Saturday, October 20, 2012
Room 346-347 (Morial Convention Center)
Hasan Merali, MD1, Stuart Lipsitz, ScD2, Priya Agrawal, MD, MPH3, Angela Lashoher, MD, MPH4, Atul Gawande, MD, MPH3 and Jonathan Spector, MD, MPH5, (1)MassGeneral Hospital for Children, Boston, MA, (2)Center for Surgery and Public Health, Brigham and Women's Hospital, Boston, MA, (3)Harvard School of Public Health, Boston, MA, (4)Johns Hopkins Bloomberg School of Public Health, Baltimore, MD, (5)Neonatology, MassGeneral Hospital for Children, Boston, MA


The major causes of maternal deaths, newborn deaths, and intrapartum-related stillbirths globally are well described. Significantly less well established, though equally as important for developing effective interventions, are the specific avoidable human and administrative factors that directly contribute to childbirth-associated mortality.  Clinical audits provide a rational framework for quality improvement by assessing existing practices against accepted standards. The majority of childbirth-related audits in lower income countries have been conducted at the facility level and, up to now, these data have not been systematically pooled and analyzed. We sought to (1) comprehensively review all existing reports of facility-based, audit-identified avoidable factors in maternal, fetal, and newborn deaths in low and middle income countries; (2) identify trends (i.e., factors that repeatedly account for high proportions of avoidable deaths); and (3) develop intervention recommendations likely to be widely applicable in this context.

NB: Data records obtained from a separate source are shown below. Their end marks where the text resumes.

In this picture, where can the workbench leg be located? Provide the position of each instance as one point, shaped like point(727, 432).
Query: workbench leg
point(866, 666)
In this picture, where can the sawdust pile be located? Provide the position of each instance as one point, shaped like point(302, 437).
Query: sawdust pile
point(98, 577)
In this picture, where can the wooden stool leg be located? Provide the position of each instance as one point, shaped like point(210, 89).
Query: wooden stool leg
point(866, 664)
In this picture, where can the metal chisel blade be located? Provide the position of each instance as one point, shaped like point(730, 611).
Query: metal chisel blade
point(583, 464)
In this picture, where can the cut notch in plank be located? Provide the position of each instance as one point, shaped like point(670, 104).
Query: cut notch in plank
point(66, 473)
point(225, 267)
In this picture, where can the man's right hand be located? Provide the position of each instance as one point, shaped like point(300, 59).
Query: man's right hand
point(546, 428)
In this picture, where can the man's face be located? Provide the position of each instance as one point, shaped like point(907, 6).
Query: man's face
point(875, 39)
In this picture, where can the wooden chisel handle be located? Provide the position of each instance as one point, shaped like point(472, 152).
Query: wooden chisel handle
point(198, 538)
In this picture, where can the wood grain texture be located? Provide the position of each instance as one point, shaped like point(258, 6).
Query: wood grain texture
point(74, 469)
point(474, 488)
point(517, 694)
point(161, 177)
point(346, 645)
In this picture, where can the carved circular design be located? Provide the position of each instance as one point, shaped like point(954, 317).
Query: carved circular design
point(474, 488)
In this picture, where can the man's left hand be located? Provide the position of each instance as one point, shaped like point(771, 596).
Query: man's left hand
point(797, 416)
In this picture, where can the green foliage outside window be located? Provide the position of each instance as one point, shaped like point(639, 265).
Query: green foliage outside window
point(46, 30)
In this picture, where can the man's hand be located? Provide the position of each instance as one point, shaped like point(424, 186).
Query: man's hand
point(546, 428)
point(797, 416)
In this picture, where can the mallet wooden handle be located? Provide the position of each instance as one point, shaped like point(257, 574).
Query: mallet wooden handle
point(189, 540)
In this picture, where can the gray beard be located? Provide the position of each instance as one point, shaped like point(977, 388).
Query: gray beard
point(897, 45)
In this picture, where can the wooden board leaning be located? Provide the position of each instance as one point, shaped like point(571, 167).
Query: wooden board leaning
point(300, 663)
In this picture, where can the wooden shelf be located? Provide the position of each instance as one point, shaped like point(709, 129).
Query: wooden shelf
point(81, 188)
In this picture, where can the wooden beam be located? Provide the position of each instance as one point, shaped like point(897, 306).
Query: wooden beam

We performed a systematic search of published literature from 1970 to November 2011 in Pubmed, Embase, CINAHL, POPLINE, LILACS and African Index Medicus. The search returned 3,775 results and an additional 16 papers were added from reference lists. There were 691 duplicate entries and 2,975 were subsequently removed after abstract screening. The full texts of the 125 remaining articles were reviewed and 44 met inclusion criteria. We summarized the remaining papers and categorized them by type of measure examined.


Of the 44 papers included in the analysis, 23 (52%) demonstrated patient-related factors, 23 (52%) demonstrated transport- or referral-related factors, 24 (55%) demonstrated administrative- and supply-related factors at facilities, and 40 (91%) demonstrated health worker-related factors. The most common factor overall was a delay in or lack of maternal transport to the facility. The next most common factors were poor blood transfusion capacity, medication shortages, and a delay in care after admission. More than 30 avoidable factors were catalogued. 


Most childbirth-related deaths are clustered around the time of birth and enhancing safety during this period is essential to optimizing maternal and newborn survival. This study highlights the existence of a high number of avoidable factors that exist across the continuum of childbirth (antenatal to delivery to postpartum/natal) as well as across orientation (patient-, administrative-, and health worker-related). Avoidable health worker-oriented factors were found in most studies. Further analyses on this dataset will further determine, quantitatively, the specific contribution of each avoidable factor and enable the development of informed intervention recommendations.